Component of accounting concern the ability to construct, read, and use the financial statements of a business. Financial statements are commonly referred to as “accounting statements”.

Businesses create documents known as financial statements that provide information about the company’s assets, liabilities, equity holdings (funds invested and retained earnings), revenues, expenses, cash flow, disbursements to owners (dividends), etc.

In summary, financial statements are the reports used to communicate the accounting information to the end user.

Accounts identify, report, and communicate. The financial statements are a method of reporting and communicating information to the end user.

The financial report should be structured in such as way that the end users, whether they be stakeholders or investors or creditors, can understand it. They can compare it. It’s reliable and it’s relevant information.

There are four main financial statements include:

  • Income statement,
  • Statement of retained earnings,
  • Balance sheet, and
  • Statement of cash flow.

There may be some other ones that are thrown in there in specific circumstance.
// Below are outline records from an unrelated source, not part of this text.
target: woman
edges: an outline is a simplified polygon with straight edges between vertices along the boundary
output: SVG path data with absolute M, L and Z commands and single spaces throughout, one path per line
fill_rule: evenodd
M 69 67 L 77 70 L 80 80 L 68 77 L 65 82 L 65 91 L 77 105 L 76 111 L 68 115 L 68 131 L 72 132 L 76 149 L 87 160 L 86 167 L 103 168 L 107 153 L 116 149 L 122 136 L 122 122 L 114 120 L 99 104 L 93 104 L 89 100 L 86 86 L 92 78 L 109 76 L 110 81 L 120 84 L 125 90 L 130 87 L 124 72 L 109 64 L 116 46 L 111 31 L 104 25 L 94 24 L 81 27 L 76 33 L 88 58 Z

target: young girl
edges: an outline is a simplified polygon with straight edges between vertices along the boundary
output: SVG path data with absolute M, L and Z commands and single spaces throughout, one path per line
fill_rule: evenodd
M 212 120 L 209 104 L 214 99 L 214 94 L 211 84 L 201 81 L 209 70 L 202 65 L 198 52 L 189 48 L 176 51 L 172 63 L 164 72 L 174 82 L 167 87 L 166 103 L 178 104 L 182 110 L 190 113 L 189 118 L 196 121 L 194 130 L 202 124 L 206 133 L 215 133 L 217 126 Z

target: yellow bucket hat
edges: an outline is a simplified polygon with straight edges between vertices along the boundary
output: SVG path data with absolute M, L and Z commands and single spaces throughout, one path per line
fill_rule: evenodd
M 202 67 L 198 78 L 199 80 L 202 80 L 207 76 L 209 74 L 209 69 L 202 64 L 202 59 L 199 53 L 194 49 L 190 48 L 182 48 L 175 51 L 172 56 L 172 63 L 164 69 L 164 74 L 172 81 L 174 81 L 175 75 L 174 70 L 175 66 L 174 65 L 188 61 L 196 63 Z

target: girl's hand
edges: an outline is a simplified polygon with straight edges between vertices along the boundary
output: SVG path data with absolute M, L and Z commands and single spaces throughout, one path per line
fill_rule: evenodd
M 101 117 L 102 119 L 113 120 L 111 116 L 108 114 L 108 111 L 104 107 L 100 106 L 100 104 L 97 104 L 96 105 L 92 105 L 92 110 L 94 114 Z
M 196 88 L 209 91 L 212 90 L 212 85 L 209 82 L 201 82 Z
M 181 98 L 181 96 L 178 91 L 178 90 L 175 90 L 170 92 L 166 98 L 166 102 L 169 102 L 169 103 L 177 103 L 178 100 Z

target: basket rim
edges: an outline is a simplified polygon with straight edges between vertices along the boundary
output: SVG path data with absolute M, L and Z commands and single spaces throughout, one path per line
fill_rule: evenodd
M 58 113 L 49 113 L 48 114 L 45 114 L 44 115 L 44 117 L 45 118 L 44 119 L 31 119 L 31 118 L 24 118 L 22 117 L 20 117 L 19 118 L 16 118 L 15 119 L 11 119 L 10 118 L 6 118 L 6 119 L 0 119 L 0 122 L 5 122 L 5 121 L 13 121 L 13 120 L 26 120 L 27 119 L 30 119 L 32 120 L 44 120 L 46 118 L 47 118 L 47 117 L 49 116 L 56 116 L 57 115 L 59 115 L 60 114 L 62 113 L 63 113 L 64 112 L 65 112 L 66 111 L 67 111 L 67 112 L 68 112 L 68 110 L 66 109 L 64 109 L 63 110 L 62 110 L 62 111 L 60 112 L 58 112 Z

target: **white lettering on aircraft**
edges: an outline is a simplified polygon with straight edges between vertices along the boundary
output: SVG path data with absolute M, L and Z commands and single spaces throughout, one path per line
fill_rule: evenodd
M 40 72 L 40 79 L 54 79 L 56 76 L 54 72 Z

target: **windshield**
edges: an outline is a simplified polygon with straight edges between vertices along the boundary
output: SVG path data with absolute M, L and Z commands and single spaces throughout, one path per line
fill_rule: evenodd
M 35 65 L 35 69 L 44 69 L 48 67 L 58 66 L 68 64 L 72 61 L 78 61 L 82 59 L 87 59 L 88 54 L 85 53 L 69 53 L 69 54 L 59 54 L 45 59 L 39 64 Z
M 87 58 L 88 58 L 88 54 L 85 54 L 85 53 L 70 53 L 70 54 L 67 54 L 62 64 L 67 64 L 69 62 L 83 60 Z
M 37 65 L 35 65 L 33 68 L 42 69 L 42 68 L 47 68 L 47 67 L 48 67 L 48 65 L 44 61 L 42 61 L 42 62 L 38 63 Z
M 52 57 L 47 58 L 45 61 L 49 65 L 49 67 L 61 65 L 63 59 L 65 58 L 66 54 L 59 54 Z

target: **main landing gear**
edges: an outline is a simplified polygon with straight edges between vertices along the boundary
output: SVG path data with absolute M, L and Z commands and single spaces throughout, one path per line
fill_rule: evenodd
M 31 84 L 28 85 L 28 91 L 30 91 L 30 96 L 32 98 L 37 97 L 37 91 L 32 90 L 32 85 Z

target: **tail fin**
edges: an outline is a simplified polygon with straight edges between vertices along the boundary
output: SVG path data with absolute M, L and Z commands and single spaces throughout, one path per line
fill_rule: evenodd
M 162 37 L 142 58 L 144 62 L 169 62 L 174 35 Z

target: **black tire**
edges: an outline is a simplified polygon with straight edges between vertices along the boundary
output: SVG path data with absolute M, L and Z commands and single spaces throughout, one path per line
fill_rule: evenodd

We will take a closer look at each of these financial statements in this section.

What is Pro Forma?

Pro forma is a Latin phrase that means as a matter of form. In business and investing, it refers to the manner in which a firm calculates and presents its financial results. The pro forma calculation method emphasizes current and projected figures.

Pro forma financial statements are designed to emphasize specific figures in a company’s financial reports.

The most notable examples of such reports are earnings statements published quarterly by public companies for shareholders and potential investors. Companies also use pro forma statements to highlight different financial transactions, like mergers and acquisitions.

Pro forma statements do not have to comply with Generally Accepted Accounting Principles (GAAP).

In fact, a company’s pro forma figures often differ drastically from its standard GAAP documents.

Since pro forma statements aren’t restricted by GAAP, companies can create statements to emphasize the most important aspects of their business performance.

Company financial statements are examples of pro forma in the accounting field.

These reports are usually included in earnings statements, but they don’t include unusual or nonrecurring transactions.

By eliminating miscellaneous costs from financial statements, potential investors can get a clearer picture of core business performance.